Her peers found her: namely, Ashley Christensen, owner of Poole’s Diner and a small empire of restaurants across Raleigh; and Durham chef Matt Kelly. “Great businessman, awesome chef, very intimidating,” is how Kumar describes Kelly, “But also, just a very sweet bro. And he had their [staff] Christmas party at Garland in February 2014. We had opened in December. Lot of pressure, but man, what a sweet thing to do. A really big chance for us.”

Ashley Christensen’s presence was even more significant. “I needed a friend who was wise and knew the business,” Kumar says. “And Ashley would stop by and, you know, I would cry until two in the morning. Drinking rye whiskey with her, saying, ‘How do I do this?’”

“It was difficult for Raleigh to catch on, and I had so much of a crisis about how to present it, and what to call it, having the confidence to just say, ‘this is what I do.’ The people who got it were the ones who cooked for a living or ate out a lot.”

Identity—personal identity, a restaurant’s identity—doesn’t have a finishing point: It is a process, much like Cheetie Kumar’s cooking.

Building these businesses and the ever-evolving menu are the work that makes sense of Kumar’s place in life. Finding the identity of Garland had less to do with reaching into her culinary and family past than it did with becoming a person who could do what she wanted to, in a place that she had built, in the city she loved. And identity—personal identity, a restaurant’s identity—doesn’t have a finishing point: It is a process, much like Cheetie Kumar’s cooking.

As we start talking food specifics again, Kumar points out something I hadn’t quite noticed—the carrot dish she cooked for the dinner in Tennessee was different from the one I ate in Garland.

“Now, we’re doing pistachios and toasted coconut and poha and this buttermilk that’s local. I just love it, and it somehow works really well with coconut milk. It’s funky enough to hang on. It’s a simple broth. I’m in love with poha right now. Flattened rice. That nutty texture. Sometimes we’ll put toasted coconut with poha and julienned curry leaves, and it’s a great crunchy textural flavourful topping. Carrots are in season twice a year, so we’re always doing something with that basic recipe.”

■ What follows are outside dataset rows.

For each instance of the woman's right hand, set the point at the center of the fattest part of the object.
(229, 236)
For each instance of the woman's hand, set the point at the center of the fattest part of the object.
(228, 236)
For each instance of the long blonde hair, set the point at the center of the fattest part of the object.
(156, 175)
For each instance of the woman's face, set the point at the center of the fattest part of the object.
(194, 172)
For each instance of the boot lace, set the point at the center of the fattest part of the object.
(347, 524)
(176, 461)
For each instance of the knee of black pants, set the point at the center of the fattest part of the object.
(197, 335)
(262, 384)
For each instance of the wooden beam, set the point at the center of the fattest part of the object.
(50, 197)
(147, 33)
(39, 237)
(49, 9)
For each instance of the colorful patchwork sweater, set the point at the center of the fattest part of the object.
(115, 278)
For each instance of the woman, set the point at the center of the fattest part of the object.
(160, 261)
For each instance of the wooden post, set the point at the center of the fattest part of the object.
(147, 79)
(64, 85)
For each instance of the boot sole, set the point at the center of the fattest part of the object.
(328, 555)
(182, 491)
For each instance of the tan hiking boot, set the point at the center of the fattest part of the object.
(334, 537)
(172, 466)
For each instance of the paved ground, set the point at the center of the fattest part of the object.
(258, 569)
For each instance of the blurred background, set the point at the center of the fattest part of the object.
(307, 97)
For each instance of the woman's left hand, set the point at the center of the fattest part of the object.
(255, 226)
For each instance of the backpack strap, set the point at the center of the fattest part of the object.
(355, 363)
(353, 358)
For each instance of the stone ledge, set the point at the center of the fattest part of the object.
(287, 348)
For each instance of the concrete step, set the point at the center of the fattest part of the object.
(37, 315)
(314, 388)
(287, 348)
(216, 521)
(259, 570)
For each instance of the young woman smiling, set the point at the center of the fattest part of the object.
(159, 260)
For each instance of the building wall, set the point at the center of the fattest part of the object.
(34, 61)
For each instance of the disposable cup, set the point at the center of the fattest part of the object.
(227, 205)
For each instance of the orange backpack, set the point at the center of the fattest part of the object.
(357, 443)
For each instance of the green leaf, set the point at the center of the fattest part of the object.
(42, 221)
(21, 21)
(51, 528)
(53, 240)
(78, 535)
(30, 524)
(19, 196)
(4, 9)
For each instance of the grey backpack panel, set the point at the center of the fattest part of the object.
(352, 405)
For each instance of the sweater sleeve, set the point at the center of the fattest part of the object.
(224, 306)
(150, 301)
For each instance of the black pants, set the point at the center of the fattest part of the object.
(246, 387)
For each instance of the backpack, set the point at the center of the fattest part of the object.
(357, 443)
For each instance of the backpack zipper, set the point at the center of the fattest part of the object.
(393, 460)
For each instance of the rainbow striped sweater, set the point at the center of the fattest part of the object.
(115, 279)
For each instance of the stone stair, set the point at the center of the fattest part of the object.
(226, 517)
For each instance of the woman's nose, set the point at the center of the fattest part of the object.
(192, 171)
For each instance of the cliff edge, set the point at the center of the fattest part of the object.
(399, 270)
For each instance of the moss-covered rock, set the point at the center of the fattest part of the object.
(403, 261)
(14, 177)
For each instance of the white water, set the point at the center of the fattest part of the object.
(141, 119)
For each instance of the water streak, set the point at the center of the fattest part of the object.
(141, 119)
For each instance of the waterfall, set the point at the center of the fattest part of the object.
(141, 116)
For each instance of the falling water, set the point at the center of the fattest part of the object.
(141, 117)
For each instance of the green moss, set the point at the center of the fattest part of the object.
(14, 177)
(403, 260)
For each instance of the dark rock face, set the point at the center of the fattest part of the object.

I return to Garland the day after our meal in the suburbs. Kumar’s in the kitchen, and too busy to say much more than a quick hello. When the server comes, I panic and order as I have for years: small plate, then entrée. Those carrots, and the tandoori. A moment later, I feel as though I’ve slightly let Kumar—and Garland—down, but I know the food won’t let me down.

Naben Ruthnum is the Toronto-based author of Curry: Eating, Reading, and Race. He has also written two thrillers as Nathan Ripley.